Listen to Your Emotions, But Don’t Be Ruled by Them
Emotions can be helpful to help you make good caregiving decisions. A sense of anxiety about a parent moving in with you, for example, might be a sign that you need to think things through more carefully.
However, we often put too much stock in emotions.
It’s easy to assume that what we feel is accurate and that the right decision should feel right. Yet, as the image below highlights, sometimes the healthiest decisions are overwhelmingly difficult. They push all kinds of buttons in you emotionally and it’s tempting to run away from them entirely (like choosing to place your aging parent in assisted living or saying no to an overly needy parent).

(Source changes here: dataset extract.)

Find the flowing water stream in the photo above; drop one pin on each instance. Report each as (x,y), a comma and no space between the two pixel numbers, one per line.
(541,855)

Remember that, while emotions have their uses, they’re strongly in the moment and are often survival focused. When thinking about what needs to be done, you often need to go far beyond the moment.
Looking at your values first makes it easier to interpret your emotional reactions and work out which ones should influence your decision and which ones are arising for other reasons.
Remember That You Won’t Always Get It Right
We all make bad decisions.
That’s part of being human. Sometimes we do so because we’re emotional or because we don’t think something through enough. Other times we simply make a bad call.
It doesn’t matter how much energy and effort you put into getting it right, sometimes you just won’t. And, that’s okay. There’s nothing wrong with being human and you can’t get out of that by putting more effort in.
Remember too that there often isn’t a right answer.
Think about living arrangements as an example. It might be starting to become unsafe for your aging parent to remain living alone in their home, but they don’t want to leave, as they feel connected to the place.
There are many options here, including trying to get them into assisted living, have them move in with you, move in with them, or find paid help to keep them safely at home for longer.
Every single option has its pros and cons. Any of them could go exceptionally well or be absolutely awful.
You can’t know ahead of time how things will pan out. All you can do is make the best decision possible based on your values and the situation.
Final Thoughts
Values aren’t the only tool in your decision-making kitbag. Taking a step back, looking for advice, listening to your emotions, and taking stock of your capacity are all important as well.
Still, values are particularly important because they’re overlooked so much of the time.
It’s easy to get so focused on social expectations of what you should do that you don’t energetically check in to see what you need.
And, let me be crystal clear here.
What you need really is important.
Caregivers often suffer from immense guilt, thinking that they should always put their family member first, but that’s not reasonable or healthy. For your sake and for theirs, you need to value yourself.